Unlike the previous polls, this week’s elections had been characterised by commendable levels of peace as parties shunned the use of violence as a campaign tools. Aided by that, the world thought Zimbabwe was indeed close to authoring a new destiny.
But this dream seems to be slowly evaporating if events of this week, epitomised by the callous shooting of protestors, are anything to go by. While elections were held peacefully throughout the country, it seems the good work done by the political players has been sabotaged and the opportunity squandered.
The Zimbabwe Electoral Commission (Zec), the body overseeing the elections, took its sweet time in releasing the presidential poll results, casting doubt on its independence, credibility and ability to conduct free and fair elections.
In the aftermath of Wednesday’s protests, Harare’s central business district, a nerve centre of the economy, was shut down. By yesterday, the city was still closed for business, reportedly at the behest of soldiers, who are now in charge of city’s security. Individuals were also not spared as they were ordered to vacate the city as the military moved to quell civil unrest and assert authority after Wednesday’s violent clashes.

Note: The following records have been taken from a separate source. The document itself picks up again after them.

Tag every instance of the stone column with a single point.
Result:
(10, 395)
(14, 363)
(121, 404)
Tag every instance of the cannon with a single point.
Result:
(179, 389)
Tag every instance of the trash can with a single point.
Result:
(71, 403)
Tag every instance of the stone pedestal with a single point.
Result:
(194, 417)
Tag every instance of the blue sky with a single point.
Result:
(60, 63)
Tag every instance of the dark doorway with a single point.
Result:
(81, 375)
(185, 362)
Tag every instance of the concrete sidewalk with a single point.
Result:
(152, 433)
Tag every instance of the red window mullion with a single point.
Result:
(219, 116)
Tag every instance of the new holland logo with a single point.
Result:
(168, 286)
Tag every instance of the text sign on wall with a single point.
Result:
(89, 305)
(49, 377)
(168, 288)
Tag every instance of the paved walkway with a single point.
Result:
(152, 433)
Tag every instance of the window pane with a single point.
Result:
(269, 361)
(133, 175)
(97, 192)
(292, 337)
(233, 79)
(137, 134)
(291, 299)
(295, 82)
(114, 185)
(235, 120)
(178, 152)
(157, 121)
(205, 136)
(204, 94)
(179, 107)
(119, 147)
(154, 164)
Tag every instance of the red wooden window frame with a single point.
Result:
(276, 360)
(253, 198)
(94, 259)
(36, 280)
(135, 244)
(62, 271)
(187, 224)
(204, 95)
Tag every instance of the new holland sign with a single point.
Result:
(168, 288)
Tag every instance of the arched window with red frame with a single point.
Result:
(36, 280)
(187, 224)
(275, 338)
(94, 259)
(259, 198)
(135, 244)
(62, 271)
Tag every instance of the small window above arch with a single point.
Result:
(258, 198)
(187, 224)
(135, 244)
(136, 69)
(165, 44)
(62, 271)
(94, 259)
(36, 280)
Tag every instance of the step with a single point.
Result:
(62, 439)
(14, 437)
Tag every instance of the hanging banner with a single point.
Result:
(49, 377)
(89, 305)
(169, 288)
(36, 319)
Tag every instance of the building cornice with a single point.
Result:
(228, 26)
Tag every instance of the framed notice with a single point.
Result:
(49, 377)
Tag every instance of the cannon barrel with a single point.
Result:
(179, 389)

The financial implications of the closure of business cannot be underestimated, especially for an administration which has been singing the “Zimbabwe is open for business” mantra.
A mid-morning walk through First Street, Zimbabwe’s major retail and business thoroughfare, showed that all shops had been closed, while individuals were seen fleeing the city amid fears there could be a repeat of Wednesday’s deadly shootouts. Several opposition supporters are feared dead after soldiers opened fire on them to dissuade riots and avert anarchy that caused a lockdown of the city.
As anticipated, government has begun taking flak from the international community over the manner in which it quelled protests.
By late yesterday, the observer missions issued a joint statement condemning what they said was the excessive use of force in subduing protests.
With Mnangagwa securing a controversial and blood-stained victory, the country’s bid to rebrand has been badly derailed.